The anticipation was exciting and excruciating. Exciting because, having grown up in the southeast part of the US, I'd never been in a Korean spa before. Excruciating because it's common practice to take off your clothes when you enter these places. I was spending the afternoon with my new friends, 3 gorgeous women who have enjoyed this and other such spas many times before. I, on the other hand, generally make it a practice not to remove my clothes on a Sunday afternoon with any of my girlfriends - old or new.
It's not that I'm a prude. Far from it. Actually, I rather love the sensation of nudity. It's just this whole "body image" issue. I could write pages. I won't. Let's just say my habit of keeping my clothes on in a room filled with people I don't know is well established.
So Mara drove on and she and Brenna, my LA hostess, gabbed in the front seat as I sat riveted by my new exotic friend in the back. Regine is an artist from Belgium and everything about her presence was, to me, enthralling. The word that comes to mind today as I think of her is that she "shimmers." It's not a word I generally use, but okay. We'll go with that. I felt a connection and comfort level with each of these women, and in this moment, I couldn't imagine being anywhere else.
But the thing about the public nudity... it was there. Not a huge deal, but still, resting quietly under the surface, occasionally popping back up. Since Brenna had invited me a couple of days before, I'd decided that my "try as many new things as possible, no matter how uncomfortable it makes you" would get a run for its money and no matter how outside my comfort level it might take me, it's exactly what I wanted to do. As is often the case when something is on my mind, I now decided that maybe it would be good to just talk about it for a bit. Sometimes saying words aloud helps to demystify a perceived issue.
"Today feels like kind of a big deal," I told Regine. She smiled and nodded. "Yes?" and encouraged me to continue. "Well, I'm really looking forward to going. It's exciting! But I don't even usually take my clothes off in front of my best friend." My new friend nodded again. Then she looked at me intensely, still smiling, and raised an eyebrow. "This would probably be a good time to tell you something." I invited her to say more. "I'm The One Breasted Woman," she said directly. "I had cancer and I've lost one of my breasts."
It was then that I realized the relativity at play. To me, having more weight on my body than I'd like to carry is a big deal. Clearly not big a deal enough to have managed to do anything about it - yet - but still, sometimes enough of a deal that it affects my enjoyment of various activities. And?
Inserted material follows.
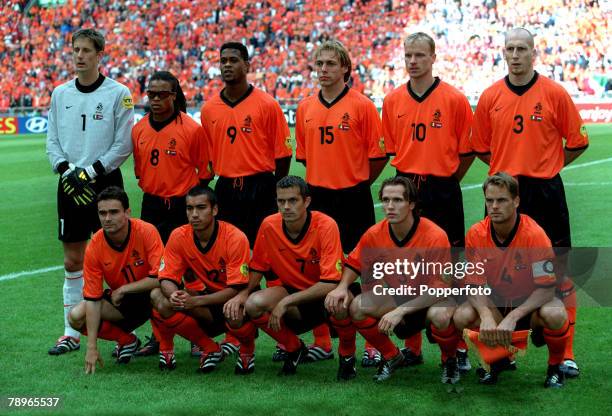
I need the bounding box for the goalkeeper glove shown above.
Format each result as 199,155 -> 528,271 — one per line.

Sometimes I'm reminded that there are much bigger issues I could be dealing with.
But a different lesson emerged than just the "remember to count your blessings" or the one about how all our issues are relative. I also realized that while here was a gorgeous, fascinating, Light Filled European woman in front of me who happened to also have one less breast than I did, nothing about this difference in any way impacted my observation of her beauty. It's not that I was unfeeling about her loss nor that I felt an inability to respect or have empathy for the struggles she's been through with her fight with cancer. It's merely that at no time, clothed or unclothed, did I look at her and think of her as remotely less beautiful than I would have had her body never been cut.
We spent the afternoon moving from whirlpool to plunging pool, one filled with steaming mugworts tea, another freezing cold, and steam rooms with jade walls and charcoal ceilings. We lay under blankets on warm marble slabs, and scrubbed our bodies and each other's backs with special creams and scrubs and rough mitts, indulging ourselves in the luxury one often doesn't indulge in on an ordinary afternoon. We spoke in low voices, laughing, bonding, connecting through our commonalities and our differences. And never once did I feel it mattered that my body was heavier than any of theirs. Any more than it mattered that all three of their bodies have likely been changed by carrying and perhaps nursing children, while my own has not. I just never noticed.
"They" are always quick to remind us that beauty is in the eye of the beholder. And I tend to think that they're right. I also think it's important to remember to be as kind to ourselves as we are to others and these others are to us.
Regine has been on my mind a lot lately, and I wanted to share a link to a blog post she wrote about recent pain in her remaining breast. It's some of the most candid and revealing writing I've read in a while. She also shares some touch drawings she did as a part of her personal therapy and work toward finding peace and balance in the face of her fears. Perhaps you'll find it as poignant as I did. I hope so.